The autobuild process tries to determine the build system for Java codebases by applying this strategy:

  1. Search for a build file in the root directory. Check for Gradle then Maven then Ant build files.
  2. Run the first build file found. If both Gradle and Maven files are present, the Gradle file is used.
  3. Otherwise, search for build files in direct subdirectories of the root directory. If only one subdirectory contains build files, run the first file identified in that subdirectory (using the same preference as for 1). If more than one subdirectory contains build files, report an error.

If you're using self-hosted runners, the required version(s) of Java should be present:

  • If the runner will be used for analyzing repositories that need a single version of Java, then the appropriate JDK version needs to be installed, and needs to be present in the PATH variable (so that java and javac can be found).

  • If the runner will be used for analyzing repositories that need multiple versions of Java, then the appropriate JDK versions need to be installed, and can be specified via the toolchains.xml file. This is a configuration file, typically used by Apache Maven, that allows you to specify the location of the tools, the version of the tools, and any additional configuration that is required to use the tools. For more information, see "Guide to Using Toolchains" in the Apache Maven documentation.

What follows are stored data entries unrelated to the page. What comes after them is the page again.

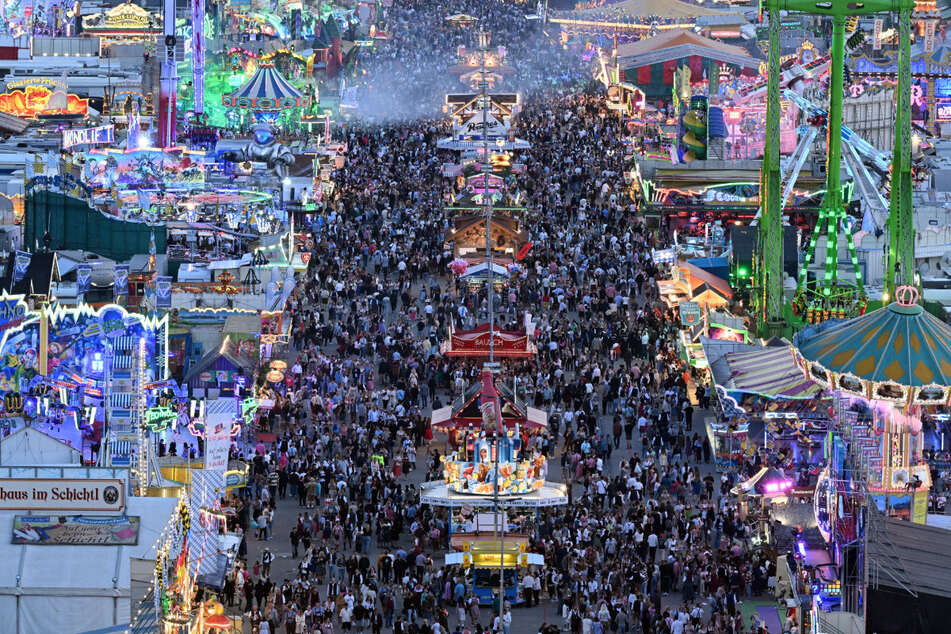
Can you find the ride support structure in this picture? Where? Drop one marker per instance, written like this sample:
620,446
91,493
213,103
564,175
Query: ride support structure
830,295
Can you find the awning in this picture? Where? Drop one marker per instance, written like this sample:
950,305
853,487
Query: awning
772,372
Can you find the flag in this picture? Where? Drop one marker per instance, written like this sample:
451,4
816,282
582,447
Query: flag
120,280
163,291
83,278
21,262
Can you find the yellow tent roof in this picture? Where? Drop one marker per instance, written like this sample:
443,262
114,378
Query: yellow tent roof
644,8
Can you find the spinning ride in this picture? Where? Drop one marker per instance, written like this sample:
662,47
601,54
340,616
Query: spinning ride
832,293
893,362
267,94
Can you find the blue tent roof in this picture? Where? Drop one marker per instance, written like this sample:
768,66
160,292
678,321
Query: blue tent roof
267,82
898,343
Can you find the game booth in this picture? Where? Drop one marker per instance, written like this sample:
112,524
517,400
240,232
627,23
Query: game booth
77,373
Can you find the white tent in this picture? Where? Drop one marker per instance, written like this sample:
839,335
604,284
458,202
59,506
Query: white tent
70,589
30,447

The following executables will likely be required for a range of Java projects, and should be present in the PATH variable, but they will not be essential in all cases:

  • mvn (Apache Maven)
  • gradle (Gradle)
  • ant (Apache Ant)

You will also need to install the build system (for example make, cmake, bazel) and utilities (such as python, perl, lex, and yacc) that your projects depend on.

Adding build steps for a compiled language

If autobuild fails, or you want to analyze a different set of source files from those built by the autobuild process, you'll need to remove the autobuild step from the workflow, and manually add build steps. For C/C++, C#, Go, and Java projects, CodeQL will analyze whatever source code is built by your specified build steps. For information on how to edit the workflow file, see "Customizing code scanning."

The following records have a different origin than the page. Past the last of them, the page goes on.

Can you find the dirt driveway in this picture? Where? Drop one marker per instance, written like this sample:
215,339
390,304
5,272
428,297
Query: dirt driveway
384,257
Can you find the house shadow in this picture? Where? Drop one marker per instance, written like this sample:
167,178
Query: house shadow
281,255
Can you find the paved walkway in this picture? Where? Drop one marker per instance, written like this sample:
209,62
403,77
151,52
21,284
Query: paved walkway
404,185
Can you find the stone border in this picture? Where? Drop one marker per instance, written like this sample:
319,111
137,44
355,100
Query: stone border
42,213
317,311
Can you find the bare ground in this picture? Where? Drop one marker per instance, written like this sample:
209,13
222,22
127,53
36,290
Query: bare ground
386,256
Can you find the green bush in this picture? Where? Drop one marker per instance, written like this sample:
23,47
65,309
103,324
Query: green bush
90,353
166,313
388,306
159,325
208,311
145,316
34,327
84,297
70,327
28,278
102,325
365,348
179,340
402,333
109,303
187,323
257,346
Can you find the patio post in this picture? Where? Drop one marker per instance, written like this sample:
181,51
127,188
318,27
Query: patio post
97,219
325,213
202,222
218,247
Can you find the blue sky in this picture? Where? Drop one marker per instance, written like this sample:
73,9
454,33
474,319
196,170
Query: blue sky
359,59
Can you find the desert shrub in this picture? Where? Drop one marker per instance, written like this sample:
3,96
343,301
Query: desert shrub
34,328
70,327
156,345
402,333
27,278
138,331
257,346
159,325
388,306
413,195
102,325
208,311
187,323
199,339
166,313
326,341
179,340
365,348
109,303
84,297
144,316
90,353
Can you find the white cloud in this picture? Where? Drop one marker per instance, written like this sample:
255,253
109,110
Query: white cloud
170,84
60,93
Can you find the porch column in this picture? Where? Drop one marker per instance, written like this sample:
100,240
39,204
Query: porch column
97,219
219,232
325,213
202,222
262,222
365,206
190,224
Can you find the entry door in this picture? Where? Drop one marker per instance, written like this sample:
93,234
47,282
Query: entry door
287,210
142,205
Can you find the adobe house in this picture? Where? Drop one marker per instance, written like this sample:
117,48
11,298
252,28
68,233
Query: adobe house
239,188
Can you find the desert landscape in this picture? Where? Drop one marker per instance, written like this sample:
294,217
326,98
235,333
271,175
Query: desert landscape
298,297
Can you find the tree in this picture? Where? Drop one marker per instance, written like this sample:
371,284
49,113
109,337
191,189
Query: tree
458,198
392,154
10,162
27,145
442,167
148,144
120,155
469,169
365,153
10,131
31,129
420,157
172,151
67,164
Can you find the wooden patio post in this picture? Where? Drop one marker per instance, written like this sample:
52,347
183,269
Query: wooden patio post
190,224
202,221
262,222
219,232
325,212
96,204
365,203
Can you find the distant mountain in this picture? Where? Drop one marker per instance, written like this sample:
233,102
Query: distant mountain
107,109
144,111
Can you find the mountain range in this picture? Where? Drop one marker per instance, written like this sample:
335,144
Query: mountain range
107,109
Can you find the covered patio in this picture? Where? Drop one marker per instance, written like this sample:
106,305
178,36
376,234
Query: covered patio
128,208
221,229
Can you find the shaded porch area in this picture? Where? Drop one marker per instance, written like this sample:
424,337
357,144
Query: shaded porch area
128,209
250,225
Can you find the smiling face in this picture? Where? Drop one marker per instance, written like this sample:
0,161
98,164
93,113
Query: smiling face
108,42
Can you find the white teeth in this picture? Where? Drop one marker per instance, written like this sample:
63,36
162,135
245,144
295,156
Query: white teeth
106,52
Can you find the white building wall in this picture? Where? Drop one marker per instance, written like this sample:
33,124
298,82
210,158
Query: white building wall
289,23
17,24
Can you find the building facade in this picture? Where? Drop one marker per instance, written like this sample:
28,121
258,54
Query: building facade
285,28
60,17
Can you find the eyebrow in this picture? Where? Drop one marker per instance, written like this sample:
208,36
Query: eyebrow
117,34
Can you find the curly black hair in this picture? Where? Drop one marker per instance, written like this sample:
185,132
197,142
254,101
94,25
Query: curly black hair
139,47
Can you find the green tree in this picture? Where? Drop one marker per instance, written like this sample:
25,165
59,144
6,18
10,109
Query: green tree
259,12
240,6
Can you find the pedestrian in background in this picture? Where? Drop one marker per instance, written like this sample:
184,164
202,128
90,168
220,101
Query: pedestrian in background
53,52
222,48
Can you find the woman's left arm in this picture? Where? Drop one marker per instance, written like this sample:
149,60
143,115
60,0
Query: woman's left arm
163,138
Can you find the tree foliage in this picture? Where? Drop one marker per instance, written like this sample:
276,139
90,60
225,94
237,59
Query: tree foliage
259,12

After removing the autobuild step, uncomment the run step and add build commands that are suitable for your repository. The workflow run step runs command-line programs using the operating system's shell. You can modify these commands and add more commands to customize the build process.

- run: |
    make bootstrap
    make release

For more information about the run keyword, see "Workflow syntax for GitHub Actions."

If your repository contains multiple compiled languages, you can specify language-specific build commands. For example, if your repository contains C/C++, C# and Java, and autobuild correctly builds C/C++ and C# but fails to build Java, you could use the following configuration in your workflow, after the init step. This specifies build steps for Java while still using autobuild for C/C++ and C#:

- if: matrix.language == 'cpp' || matrix.language == 'csharp'
  name: Autobuild
  uses: github/codeql-action/autobuild@v2
- if: matrix.language == 'java'
  name: Build Java
  run: |
    make bootstrap
    make release

For more information about the if conditional, see "Workflow syntax for GitHub Actions."

For more tips and tricks about why autobuild won't build your code, see "Automatic build failed for a compiled language."

If you added manual build steps for compiled languages and code scanning is still not working on your repository, contact your site administrator.